Her work, in her own words
“I was the first woman from the Commonwealth to take up the position. I was supported by Uganda government in all ways. Africa and Europe also supported my candidature. It is voluntary service, so, there was no salary. What drove me was passion for human rights defenders. Sometimes, I would go to places as dangerous as Congo in armoured vehicles, with body guards. That was all due my passion and zeal to see things change. I met everybody, from presidents, prime ministers to human rights defenders.
“Everywhere I went, I was seen as a person who could understand their problems. Presidents would say, ‘You are from a third world country, so, you will understand our challenges’. I registered a number of achievements, key among them, getting the president of Honduras to make a public statement recognising the role of civil society organisations after a long impasse with them.
“That eased my work. Back home, I’m running the Human Rights Centre Uganda, which started in 2008, and I’m seen as being diplomatic. I keep telling my colleagues in civil society to avoid confrontation, but engage government constructively.”
My role models: I admired Nelson Mandela for his level of understanding, perseverance and forgiveness after all he had undergone. My late sister was my mentor, everything rotated around her, she taught me to be reliable and humane.
Taken to the desert: I would carry along sun glasses, a hat, comfortable shoes and clothing.
On fashion style: I’m not a fashion person so I wear what is ok for the occasion.

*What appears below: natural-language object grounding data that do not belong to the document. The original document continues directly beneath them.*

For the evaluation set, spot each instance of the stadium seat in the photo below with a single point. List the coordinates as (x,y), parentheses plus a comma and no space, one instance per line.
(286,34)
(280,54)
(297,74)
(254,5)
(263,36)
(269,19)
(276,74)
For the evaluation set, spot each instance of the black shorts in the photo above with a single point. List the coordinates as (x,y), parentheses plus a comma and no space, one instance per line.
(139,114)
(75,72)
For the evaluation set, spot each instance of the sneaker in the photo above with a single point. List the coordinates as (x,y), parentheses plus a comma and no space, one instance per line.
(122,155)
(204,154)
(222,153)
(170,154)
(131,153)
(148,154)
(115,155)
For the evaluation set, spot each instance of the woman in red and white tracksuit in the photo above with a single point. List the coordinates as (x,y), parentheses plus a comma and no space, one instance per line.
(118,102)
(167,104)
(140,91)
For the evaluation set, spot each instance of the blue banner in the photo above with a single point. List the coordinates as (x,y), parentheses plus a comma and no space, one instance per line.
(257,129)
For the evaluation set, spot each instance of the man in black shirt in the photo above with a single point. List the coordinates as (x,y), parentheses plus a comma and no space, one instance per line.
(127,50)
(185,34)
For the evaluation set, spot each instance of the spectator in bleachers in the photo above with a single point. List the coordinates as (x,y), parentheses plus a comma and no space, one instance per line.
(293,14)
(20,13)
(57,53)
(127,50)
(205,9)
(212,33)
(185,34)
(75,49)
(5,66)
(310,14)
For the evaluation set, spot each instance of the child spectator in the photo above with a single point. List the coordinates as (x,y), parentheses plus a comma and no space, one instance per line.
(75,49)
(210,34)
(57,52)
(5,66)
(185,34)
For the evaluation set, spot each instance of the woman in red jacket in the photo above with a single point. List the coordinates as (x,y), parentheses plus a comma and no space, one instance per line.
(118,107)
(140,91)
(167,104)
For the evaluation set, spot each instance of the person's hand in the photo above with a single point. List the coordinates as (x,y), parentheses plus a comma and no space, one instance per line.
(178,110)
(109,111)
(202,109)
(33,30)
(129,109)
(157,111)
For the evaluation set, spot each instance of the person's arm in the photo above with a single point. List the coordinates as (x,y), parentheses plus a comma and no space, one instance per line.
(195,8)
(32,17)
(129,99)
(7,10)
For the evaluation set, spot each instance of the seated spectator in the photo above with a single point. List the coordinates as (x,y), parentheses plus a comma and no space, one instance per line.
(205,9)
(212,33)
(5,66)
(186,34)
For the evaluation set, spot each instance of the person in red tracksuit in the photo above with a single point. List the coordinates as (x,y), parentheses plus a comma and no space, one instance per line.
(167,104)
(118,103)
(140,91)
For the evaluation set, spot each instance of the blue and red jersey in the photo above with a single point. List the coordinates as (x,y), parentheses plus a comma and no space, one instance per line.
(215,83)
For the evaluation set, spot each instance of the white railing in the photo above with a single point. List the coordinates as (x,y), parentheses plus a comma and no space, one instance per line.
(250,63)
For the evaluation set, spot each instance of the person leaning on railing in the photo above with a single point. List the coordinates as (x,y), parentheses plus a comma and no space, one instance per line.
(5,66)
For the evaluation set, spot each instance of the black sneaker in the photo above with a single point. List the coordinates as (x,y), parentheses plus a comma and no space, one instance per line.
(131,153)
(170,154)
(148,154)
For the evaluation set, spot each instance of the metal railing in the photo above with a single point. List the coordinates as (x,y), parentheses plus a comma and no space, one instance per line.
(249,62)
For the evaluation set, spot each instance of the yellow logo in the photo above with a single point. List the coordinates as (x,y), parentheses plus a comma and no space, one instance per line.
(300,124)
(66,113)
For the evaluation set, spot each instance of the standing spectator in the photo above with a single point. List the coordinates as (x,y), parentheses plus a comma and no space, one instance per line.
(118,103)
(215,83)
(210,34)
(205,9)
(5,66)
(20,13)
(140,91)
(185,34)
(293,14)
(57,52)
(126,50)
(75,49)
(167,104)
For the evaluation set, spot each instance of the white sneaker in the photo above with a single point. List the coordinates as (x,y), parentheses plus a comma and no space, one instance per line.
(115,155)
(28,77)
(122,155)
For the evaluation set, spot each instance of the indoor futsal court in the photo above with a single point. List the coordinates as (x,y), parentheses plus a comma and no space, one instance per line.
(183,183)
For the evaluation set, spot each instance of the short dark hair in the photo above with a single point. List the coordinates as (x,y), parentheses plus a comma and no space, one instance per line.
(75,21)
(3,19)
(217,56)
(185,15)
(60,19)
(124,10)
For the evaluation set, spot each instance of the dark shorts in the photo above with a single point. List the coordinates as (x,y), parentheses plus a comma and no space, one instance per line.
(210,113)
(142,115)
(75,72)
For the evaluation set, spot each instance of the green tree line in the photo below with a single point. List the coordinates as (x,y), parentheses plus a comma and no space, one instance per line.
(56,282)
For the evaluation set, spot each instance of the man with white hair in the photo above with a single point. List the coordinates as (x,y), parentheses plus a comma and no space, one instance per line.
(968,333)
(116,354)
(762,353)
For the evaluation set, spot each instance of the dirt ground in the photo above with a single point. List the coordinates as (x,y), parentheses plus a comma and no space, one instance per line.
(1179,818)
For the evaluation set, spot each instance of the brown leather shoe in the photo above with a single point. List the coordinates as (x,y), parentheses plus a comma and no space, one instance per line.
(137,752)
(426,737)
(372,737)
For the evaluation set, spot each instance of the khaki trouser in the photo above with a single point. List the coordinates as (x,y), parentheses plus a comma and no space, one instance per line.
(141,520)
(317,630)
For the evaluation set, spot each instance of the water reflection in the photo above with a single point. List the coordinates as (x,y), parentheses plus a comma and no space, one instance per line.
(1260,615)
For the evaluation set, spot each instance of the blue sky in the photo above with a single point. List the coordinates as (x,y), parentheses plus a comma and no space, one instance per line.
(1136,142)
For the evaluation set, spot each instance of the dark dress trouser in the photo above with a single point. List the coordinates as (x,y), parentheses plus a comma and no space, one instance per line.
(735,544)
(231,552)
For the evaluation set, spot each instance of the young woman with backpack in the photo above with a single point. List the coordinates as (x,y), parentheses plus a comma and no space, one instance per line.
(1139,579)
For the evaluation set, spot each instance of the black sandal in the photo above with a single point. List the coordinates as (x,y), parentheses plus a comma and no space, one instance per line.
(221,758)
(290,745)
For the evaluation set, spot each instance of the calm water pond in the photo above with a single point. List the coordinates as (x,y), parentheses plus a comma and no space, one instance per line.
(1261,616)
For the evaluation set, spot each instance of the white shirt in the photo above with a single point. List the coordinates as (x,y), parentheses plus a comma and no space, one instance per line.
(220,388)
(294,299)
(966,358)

Last cried: Three years ago when I lost my sister.
If I met the Pope: I would ask him to pray for the world to become a better place for everyone and stop wars. Look at Sudan, Kenya, Syria, where is our humanity?
President Museveni: First on my agenda would be to ensure space for civil society is widened and also that democracy is key for peace and security.
Sudhir Ruparellia: Integrate a human rights approach in his operations, workers under him must be happy and their rights observed.
Salva Kiir and Reik Machar: I would persuade them to bring peace to the country by talking peace.
On her legacy: (Thinks) I pioneered human rights issues in Uganda.
Message to youth: You can make it to the top, work hard, be reliable and dependable.
On politics: I’m not a politician, I’m a leader, people join politics to get power, I prefer to work from this side.
Lowest moment: We worked so hard at UHRC with police, army, and prisons to introduce human rights manuals for all of them but I get disheartened when I see brutality by security agencies anywhere in the world.
Happiest moment: We advocated for human rights committee in Parliament and it was set up. That was fulfilling. It is good to see leaders align themselves with human rights work.
On corruption: We all need to fight corruption. A lot could be done with that money.
Favorite music: Anything, at times Christian music is good for me but I also enjoy other people like Juliana, and Isiah Katumwa. I get happy when I attend their shows.
On the media: The media can make or unmake you. I personally benefited from the media because my views were portrayed well. I watch all TV news channels and read all newspapers, but Charles Onyango Obbo is my favourite. He makes me laugh with his humour.
What they say
Elizabeth Namusisi, head of finance and administration, Human Rights Commission-Uganda Madam Sekaggya is a wonderful lady, good leader, humane and has a positive attitude. She listens and listens patiently and is extremely understanding.
Robert Mugisa, programme assistant, legal
Margaret is an inspiration, dedicated to work and when she focus on something she gets it done. She is a go-getter.